Once again, because I am committed to digital democracy I cannot make pre-election commitments that may conflict with implementing participatory voting (even if they are unlikely to). Nonetheless, while I cannot put my signature to anything, I make an effort to lay out my personal views on each issue, so that voters are aware of how I intend to set my priorities in the event that they do not directly choose to vote on the issue themselves.
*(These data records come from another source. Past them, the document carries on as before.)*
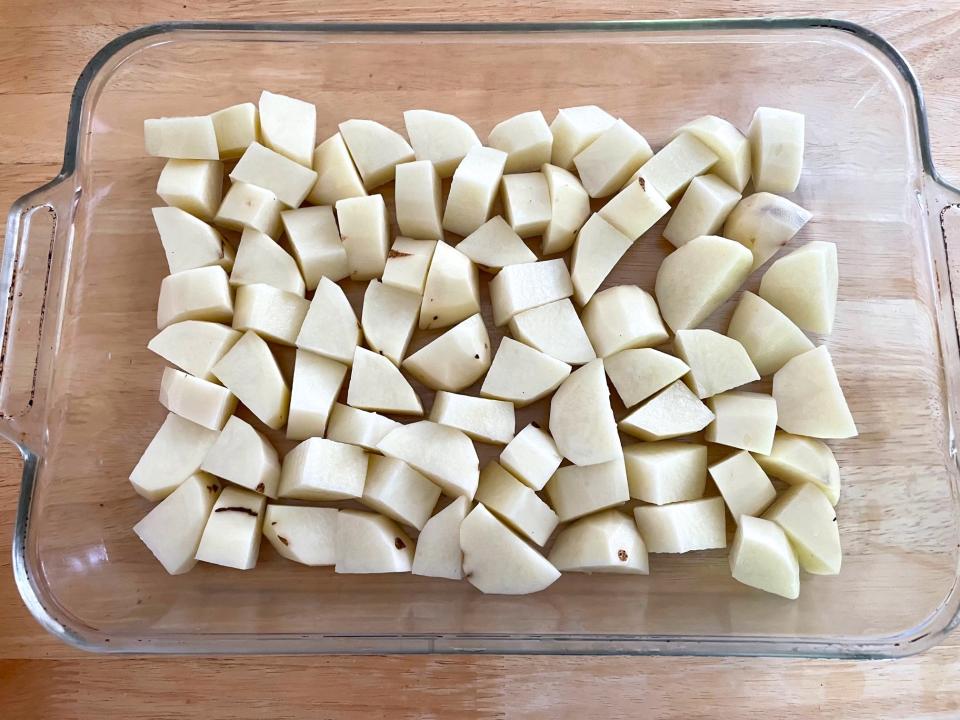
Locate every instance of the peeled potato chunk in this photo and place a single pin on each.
(696, 279)
(581, 419)
(717, 363)
(761, 557)
(743, 420)
(809, 398)
(769, 337)
(776, 149)
(607, 542)
(808, 519)
(795, 459)
(673, 412)
(803, 286)
(684, 526)
(764, 222)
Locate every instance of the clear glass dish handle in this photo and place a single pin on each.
(37, 241)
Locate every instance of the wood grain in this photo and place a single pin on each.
(43, 46)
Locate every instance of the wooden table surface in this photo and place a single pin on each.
(43, 46)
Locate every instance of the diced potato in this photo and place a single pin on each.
(330, 327)
(606, 164)
(803, 286)
(316, 385)
(717, 363)
(520, 287)
(683, 527)
(769, 337)
(236, 128)
(809, 398)
(635, 209)
(744, 486)
(185, 138)
(810, 522)
(728, 143)
(371, 543)
(244, 457)
(554, 329)
(743, 420)
(315, 243)
(319, 469)
(376, 150)
(581, 419)
(640, 372)
(250, 372)
(198, 294)
(194, 346)
(761, 557)
(173, 455)
(496, 561)
(696, 279)
(389, 318)
(231, 536)
(441, 138)
(701, 211)
(438, 551)
(288, 126)
(472, 192)
(248, 206)
(607, 542)
(188, 242)
(288, 180)
(273, 314)
(377, 384)
(532, 457)
(667, 471)
(194, 186)
(578, 490)
(357, 427)
(526, 203)
(408, 263)
(795, 459)
(172, 530)
(452, 289)
(776, 148)
(569, 209)
(516, 504)
(337, 176)
(673, 412)
(455, 360)
(365, 235)
(444, 454)
(396, 490)
(764, 223)
(482, 419)
(672, 168)
(306, 535)
(623, 317)
(596, 251)
(199, 401)
(574, 129)
(495, 245)
(418, 200)
(521, 374)
(261, 260)
(527, 140)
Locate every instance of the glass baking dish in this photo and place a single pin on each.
(82, 266)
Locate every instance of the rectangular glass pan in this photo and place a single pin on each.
(82, 266)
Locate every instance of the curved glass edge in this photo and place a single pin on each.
(916, 640)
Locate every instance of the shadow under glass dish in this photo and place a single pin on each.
(84, 405)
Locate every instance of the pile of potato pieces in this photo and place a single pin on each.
(217, 477)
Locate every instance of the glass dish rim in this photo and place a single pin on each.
(919, 638)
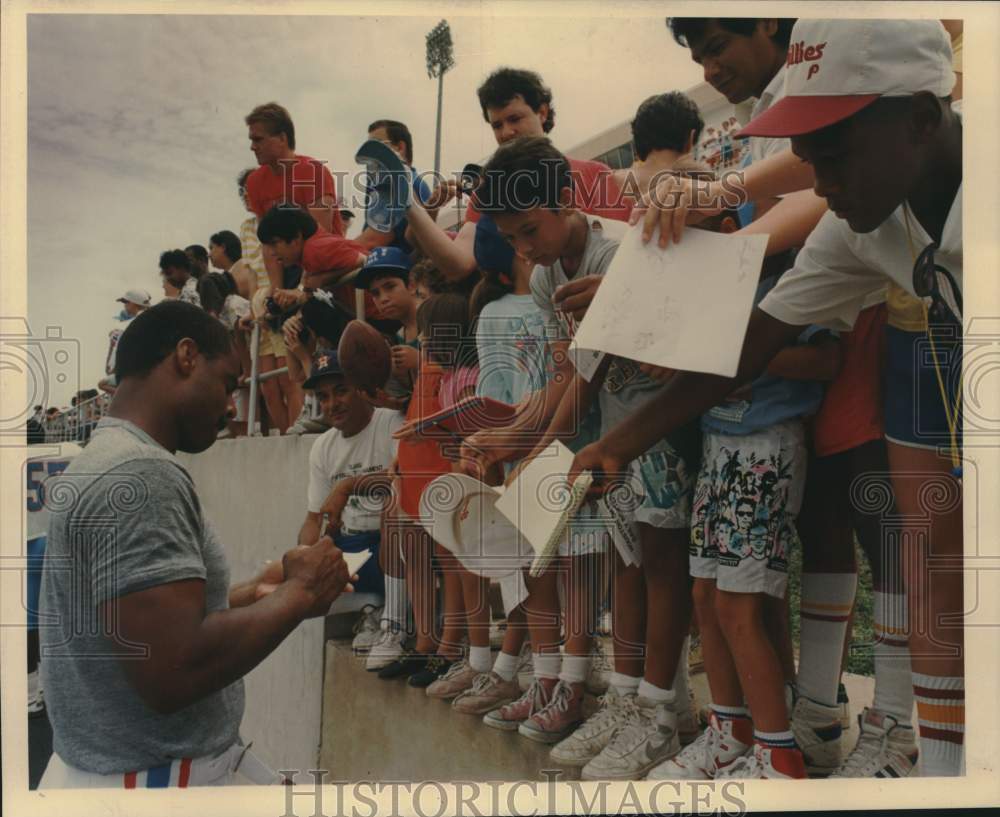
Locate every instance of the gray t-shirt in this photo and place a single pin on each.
(124, 517)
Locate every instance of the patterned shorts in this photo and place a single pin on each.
(748, 494)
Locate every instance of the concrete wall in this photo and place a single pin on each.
(253, 492)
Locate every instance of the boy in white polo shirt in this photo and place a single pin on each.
(870, 111)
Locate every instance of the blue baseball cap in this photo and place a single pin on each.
(493, 252)
(325, 364)
(383, 261)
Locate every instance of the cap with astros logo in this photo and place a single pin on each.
(836, 68)
(325, 364)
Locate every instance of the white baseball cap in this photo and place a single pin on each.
(136, 296)
(835, 68)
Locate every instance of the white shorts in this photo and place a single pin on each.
(748, 494)
(235, 766)
(588, 532)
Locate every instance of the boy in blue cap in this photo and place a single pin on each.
(385, 277)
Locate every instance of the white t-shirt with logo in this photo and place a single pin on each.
(839, 272)
(335, 457)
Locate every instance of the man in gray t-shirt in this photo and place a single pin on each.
(145, 642)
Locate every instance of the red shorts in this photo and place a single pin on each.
(851, 413)
(420, 461)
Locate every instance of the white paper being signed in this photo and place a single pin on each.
(685, 307)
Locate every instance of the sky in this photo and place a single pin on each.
(136, 133)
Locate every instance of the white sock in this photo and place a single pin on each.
(681, 684)
(624, 684)
(396, 602)
(546, 664)
(827, 599)
(654, 693)
(574, 670)
(941, 712)
(479, 658)
(506, 666)
(893, 676)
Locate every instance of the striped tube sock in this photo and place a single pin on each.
(624, 684)
(941, 712)
(574, 668)
(396, 602)
(506, 665)
(730, 712)
(825, 608)
(775, 740)
(546, 664)
(651, 692)
(893, 677)
(738, 720)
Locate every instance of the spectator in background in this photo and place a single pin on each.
(175, 267)
(221, 300)
(286, 178)
(133, 302)
(397, 136)
(199, 259)
(514, 103)
(226, 254)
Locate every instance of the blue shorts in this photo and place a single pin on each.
(370, 577)
(666, 488)
(36, 556)
(914, 408)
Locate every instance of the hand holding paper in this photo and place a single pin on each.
(685, 308)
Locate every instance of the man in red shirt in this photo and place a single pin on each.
(515, 103)
(286, 177)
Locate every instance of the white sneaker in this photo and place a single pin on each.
(596, 732)
(367, 628)
(817, 732)
(884, 748)
(599, 674)
(716, 749)
(766, 763)
(386, 649)
(647, 740)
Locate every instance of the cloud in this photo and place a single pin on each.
(136, 134)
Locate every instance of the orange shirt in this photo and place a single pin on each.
(304, 181)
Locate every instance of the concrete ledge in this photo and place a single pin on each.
(387, 730)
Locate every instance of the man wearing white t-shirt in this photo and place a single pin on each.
(348, 480)
(867, 106)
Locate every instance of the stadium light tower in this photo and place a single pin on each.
(440, 58)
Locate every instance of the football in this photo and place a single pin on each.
(365, 357)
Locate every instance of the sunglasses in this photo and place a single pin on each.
(927, 275)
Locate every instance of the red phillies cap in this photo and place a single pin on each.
(835, 68)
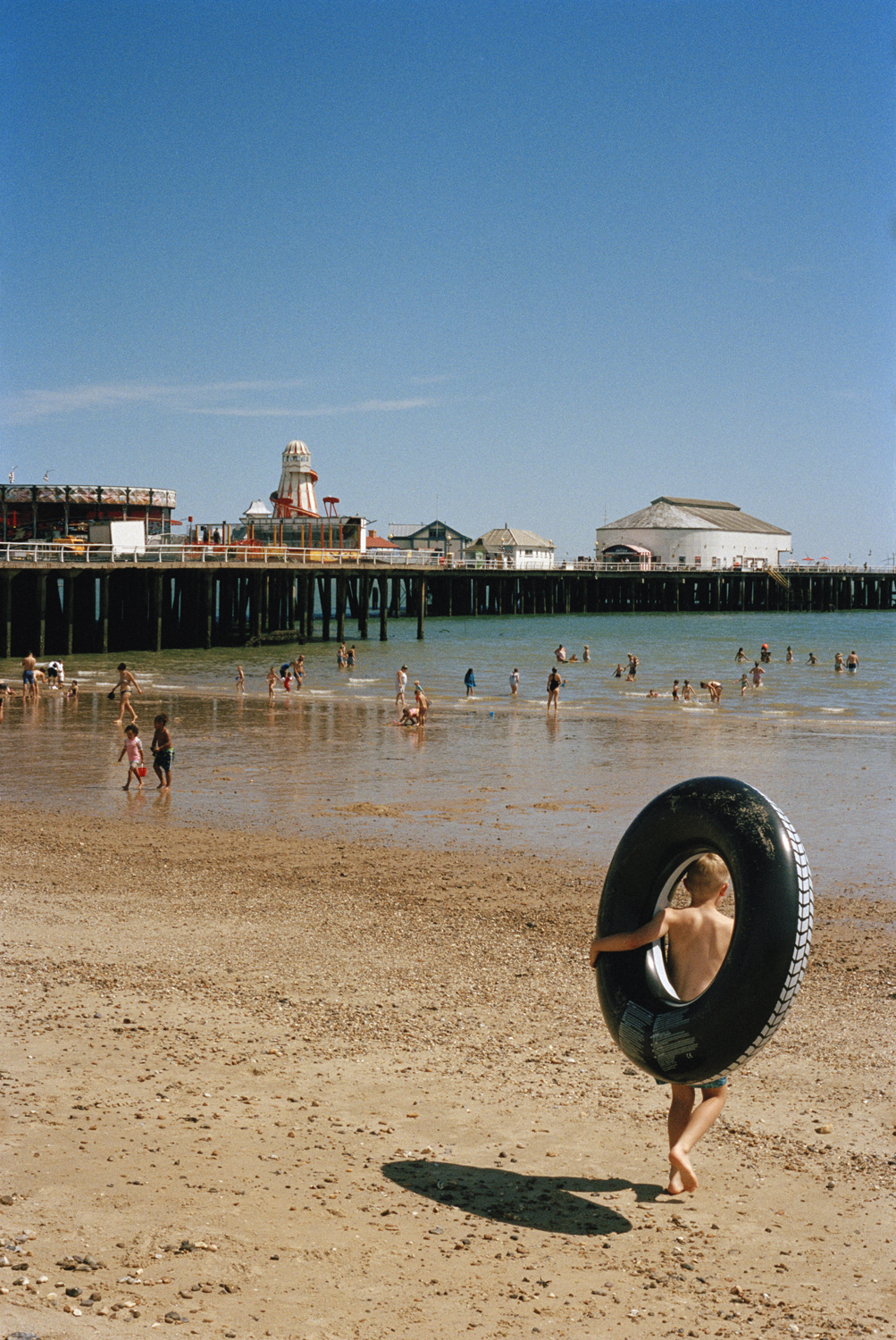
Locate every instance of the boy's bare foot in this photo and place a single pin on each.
(683, 1171)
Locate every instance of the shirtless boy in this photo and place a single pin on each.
(698, 941)
(163, 752)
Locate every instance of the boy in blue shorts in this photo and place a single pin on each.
(698, 941)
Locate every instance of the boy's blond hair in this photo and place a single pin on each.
(706, 875)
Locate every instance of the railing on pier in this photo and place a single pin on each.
(75, 552)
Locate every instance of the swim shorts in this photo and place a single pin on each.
(718, 1083)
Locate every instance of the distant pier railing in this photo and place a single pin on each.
(66, 597)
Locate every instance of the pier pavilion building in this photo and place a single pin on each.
(56, 511)
(695, 533)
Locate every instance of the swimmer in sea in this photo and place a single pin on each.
(716, 689)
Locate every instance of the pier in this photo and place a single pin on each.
(58, 599)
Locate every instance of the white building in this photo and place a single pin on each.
(692, 532)
(513, 549)
(295, 493)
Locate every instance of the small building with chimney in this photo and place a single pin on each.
(695, 533)
(434, 538)
(513, 549)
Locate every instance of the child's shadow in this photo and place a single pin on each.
(529, 1202)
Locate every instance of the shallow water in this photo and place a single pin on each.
(330, 760)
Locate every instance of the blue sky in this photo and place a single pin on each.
(534, 263)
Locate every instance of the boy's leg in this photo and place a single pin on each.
(698, 1122)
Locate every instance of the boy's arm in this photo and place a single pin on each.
(631, 938)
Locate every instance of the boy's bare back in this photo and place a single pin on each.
(698, 941)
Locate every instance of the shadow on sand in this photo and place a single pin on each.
(528, 1202)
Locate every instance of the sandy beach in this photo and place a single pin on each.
(255, 1090)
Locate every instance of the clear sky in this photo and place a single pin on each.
(534, 263)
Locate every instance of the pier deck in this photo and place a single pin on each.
(56, 599)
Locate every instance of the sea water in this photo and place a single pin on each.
(330, 758)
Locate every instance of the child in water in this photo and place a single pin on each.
(134, 750)
(698, 941)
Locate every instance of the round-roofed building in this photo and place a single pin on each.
(692, 532)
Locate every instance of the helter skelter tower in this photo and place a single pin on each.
(297, 492)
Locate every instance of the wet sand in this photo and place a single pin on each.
(340, 1088)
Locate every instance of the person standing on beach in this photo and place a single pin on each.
(163, 752)
(134, 750)
(553, 691)
(698, 941)
(401, 680)
(29, 665)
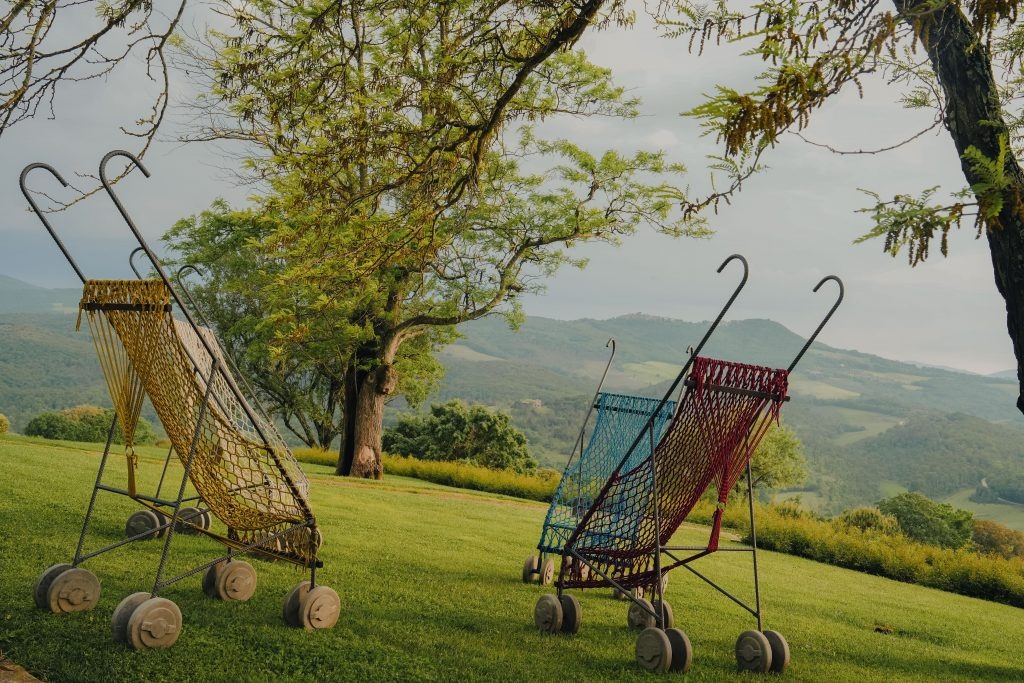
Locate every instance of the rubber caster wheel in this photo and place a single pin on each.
(571, 614)
(189, 521)
(318, 608)
(122, 614)
(654, 650)
(548, 613)
(43, 584)
(639, 617)
(154, 625)
(547, 571)
(779, 651)
(530, 569)
(73, 591)
(753, 652)
(143, 523)
(682, 651)
(236, 582)
(670, 619)
(292, 601)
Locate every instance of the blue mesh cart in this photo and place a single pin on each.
(620, 419)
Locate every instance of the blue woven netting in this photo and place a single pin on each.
(620, 419)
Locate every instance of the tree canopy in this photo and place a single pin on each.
(960, 58)
(410, 189)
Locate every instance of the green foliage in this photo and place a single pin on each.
(455, 431)
(538, 485)
(425, 544)
(993, 538)
(875, 551)
(377, 249)
(927, 521)
(868, 519)
(85, 423)
(778, 461)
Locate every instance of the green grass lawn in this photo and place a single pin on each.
(429, 582)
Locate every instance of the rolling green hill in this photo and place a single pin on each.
(869, 425)
(429, 583)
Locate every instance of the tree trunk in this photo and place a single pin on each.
(974, 118)
(346, 449)
(376, 387)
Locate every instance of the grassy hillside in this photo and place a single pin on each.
(428, 578)
(850, 409)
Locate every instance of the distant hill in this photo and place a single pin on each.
(869, 425)
(19, 297)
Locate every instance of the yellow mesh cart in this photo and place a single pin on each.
(243, 473)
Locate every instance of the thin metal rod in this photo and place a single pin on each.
(95, 489)
(160, 502)
(666, 398)
(184, 478)
(754, 545)
(293, 487)
(657, 535)
(231, 552)
(131, 261)
(721, 590)
(163, 473)
(49, 228)
(810, 340)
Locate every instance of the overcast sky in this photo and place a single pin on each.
(795, 223)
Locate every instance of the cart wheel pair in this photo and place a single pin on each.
(62, 588)
(664, 649)
(641, 614)
(555, 613)
(313, 609)
(762, 652)
(143, 622)
(532, 571)
(230, 581)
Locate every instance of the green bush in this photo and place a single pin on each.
(928, 521)
(537, 486)
(85, 423)
(868, 519)
(894, 556)
(455, 431)
(994, 539)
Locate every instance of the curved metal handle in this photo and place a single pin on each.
(49, 228)
(728, 304)
(842, 293)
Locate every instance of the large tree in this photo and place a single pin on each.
(392, 136)
(304, 389)
(961, 57)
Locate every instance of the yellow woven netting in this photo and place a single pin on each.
(241, 467)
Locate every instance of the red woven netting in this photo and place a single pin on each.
(722, 417)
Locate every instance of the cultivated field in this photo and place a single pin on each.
(429, 582)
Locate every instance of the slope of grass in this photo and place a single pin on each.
(429, 581)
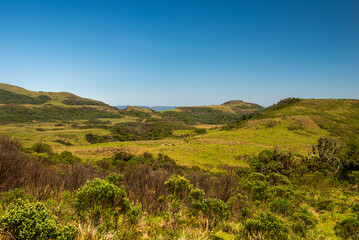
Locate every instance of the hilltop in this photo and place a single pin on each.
(16, 95)
(339, 117)
(18, 104)
(215, 114)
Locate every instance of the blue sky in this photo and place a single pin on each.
(179, 52)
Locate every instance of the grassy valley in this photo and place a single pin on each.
(230, 171)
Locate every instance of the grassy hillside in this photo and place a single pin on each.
(55, 98)
(20, 105)
(339, 117)
(216, 114)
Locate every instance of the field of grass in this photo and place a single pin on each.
(215, 148)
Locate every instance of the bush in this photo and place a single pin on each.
(178, 187)
(265, 225)
(280, 205)
(347, 228)
(41, 147)
(101, 198)
(12, 163)
(29, 221)
(303, 221)
(215, 210)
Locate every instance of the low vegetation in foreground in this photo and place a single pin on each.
(48, 195)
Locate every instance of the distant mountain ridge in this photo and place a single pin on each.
(155, 108)
(19, 104)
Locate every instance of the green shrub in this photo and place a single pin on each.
(303, 220)
(101, 198)
(265, 225)
(281, 205)
(15, 195)
(115, 179)
(29, 221)
(178, 187)
(214, 210)
(67, 157)
(347, 228)
(41, 147)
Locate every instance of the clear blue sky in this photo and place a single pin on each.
(179, 52)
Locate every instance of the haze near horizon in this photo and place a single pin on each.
(179, 53)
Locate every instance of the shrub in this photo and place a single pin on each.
(303, 220)
(280, 205)
(178, 187)
(12, 163)
(101, 198)
(41, 147)
(15, 195)
(347, 228)
(265, 225)
(29, 221)
(215, 210)
(67, 157)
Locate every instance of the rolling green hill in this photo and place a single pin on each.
(215, 114)
(339, 117)
(18, 95)
(20, 105)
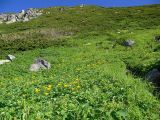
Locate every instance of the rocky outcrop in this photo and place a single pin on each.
(22, 16)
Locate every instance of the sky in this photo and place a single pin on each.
(18, 5)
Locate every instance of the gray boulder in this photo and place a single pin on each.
(40, 64)
(4, 61)
(10, 57)
(35, 67)
(154, 76)
(11, 18)
(128, 43)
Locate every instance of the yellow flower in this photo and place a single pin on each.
(46, 93)
(37, 90)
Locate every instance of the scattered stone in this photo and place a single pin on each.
(4, 61)
(128, 43)
(40, 64)
(34, 67)
(157, 38)
(154, 76)
(10, 57)
(82, 5)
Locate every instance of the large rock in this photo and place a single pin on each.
(40, 64)
(154, 76)
(128, 43)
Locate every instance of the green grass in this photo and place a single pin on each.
(88, 78)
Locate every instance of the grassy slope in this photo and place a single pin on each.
(88, 77)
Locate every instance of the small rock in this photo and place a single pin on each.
(154, 76)
(10, 57)
(43, 63)
(128, 43)
(34, 67)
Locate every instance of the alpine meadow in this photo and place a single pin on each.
(98, 58)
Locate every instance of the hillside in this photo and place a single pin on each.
(92, 75)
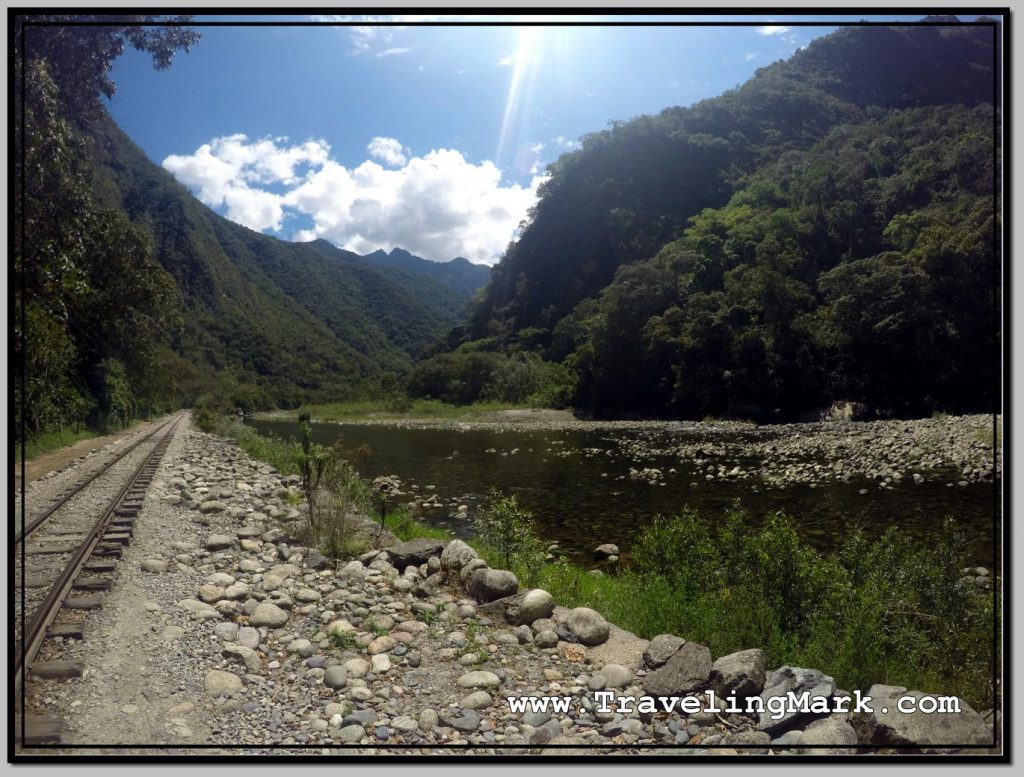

Looking through the Disable Inequality Manifesto, one point that particularly jumps out at me is the need to make public transportation, facilities and structures accessible for people with disabilities. Several years ago, a friend from a developing country stayed with me for several months while receiving spinal surgery in Ireland. As she was paralyzed from the waist down, I had every opportunity during her stay to notice just how wheelchair inaccessible Dublin was and how little she could maneuver independently. Bus drivers and DART staff always did a terrific job of assisting us and I’m very grateful for their help, but this was a bright light in a fairly difficult situation. Broken, narrow sidewalks and lack of access in many public buildings made getting around a real challenge. And that’s in Dublin.

Enabling access to public transportation and structures would help anyone with reduced mobility (from whatever cause) to live more independently, increasing confidence and reducing strain on carers. I would definitely very strongly support such measures.

Another item that particularly struck me on the Disability Federation’s page was the reference to mental health. The Disability Federation notes that there are more than 28 000 people living with a mental health disability in Dublin, some of whom I have met canvassing.

Many of those suffering from mental health issues would be enabled to live fuller, more productive lives if they received the high-quality care that they need – something not provided by the current underdeveloped health service. I very strongly support putting mental health on an equal footing with physical health and developing a system that provides people with treatment for as long as they need. This treatment should be aimed at addressing root causes wherever possible.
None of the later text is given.